# Image sichtbar bzw unsichtbar machen?



## Gast (28. Feb 2005)

Hallo alle zusammen,

hab zwei bilder tür_auf und tür_zu übereinander gezeichnet und jetzt wenn die bedingung für Tür öffnen erfüllt sind wollte ich das bild tür_zu unsichtbar machen.
Wie kriegt man das hin?

Weil hab schon gesucht aber visible gibts bei mir irgendwie nicht für bilder...   
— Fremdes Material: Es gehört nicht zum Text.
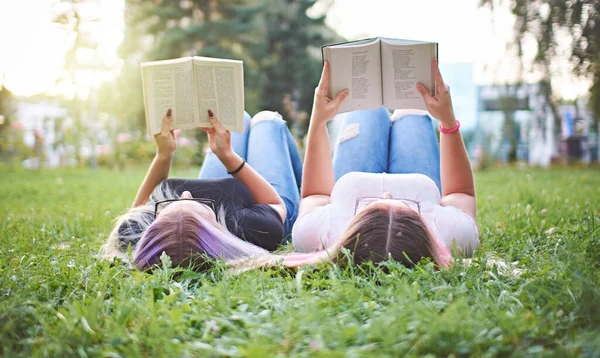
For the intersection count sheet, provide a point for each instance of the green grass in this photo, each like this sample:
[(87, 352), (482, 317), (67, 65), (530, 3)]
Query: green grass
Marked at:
[(58, 299)]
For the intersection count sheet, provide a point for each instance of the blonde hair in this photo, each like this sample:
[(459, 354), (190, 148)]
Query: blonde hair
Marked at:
[(184, 237)]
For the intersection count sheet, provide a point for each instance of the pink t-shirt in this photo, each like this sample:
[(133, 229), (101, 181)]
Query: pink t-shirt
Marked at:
[(321, 227)]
Vielen Dank für eure Antworten!
lg


----------



## Wildcard (28. Feb 2005)

Bilder macht man nicht unsichtbar, sondern zeichnet sie einfach nicht


----------



## Gast (28. Feb 2005)

kein schlechter rat aber ich brauchs leider so, wegen check nach zustandswechsel alle 2-3 sekunden

oder kann man das bild bei AWT auf nen Label oder so legen damit das denn doch geht?


----------



## Wildcard (28. Feb 2005)

Wo ist denn das Problem? 
Anhand einer boolean entscheidest du ob das TürAuf oder TürZu Bild gezeichnet wird.
Was hat das mit dem zustandswechsel zu tun?


----------



## Gast (28. Feb 2005)

aber das zeichnen geht doch nur in paint() und nicht beim mouseListener


----------



## Wildcard (28. Feb 2005)

aber beim MouseListener kannst du die boolean setzen die du in paint() abfragst  :roll:


----------



## Gast (28. Feb 2005)

werd ich ma testen. Stand mal wieder auf der Leitung. DANKEE ;-)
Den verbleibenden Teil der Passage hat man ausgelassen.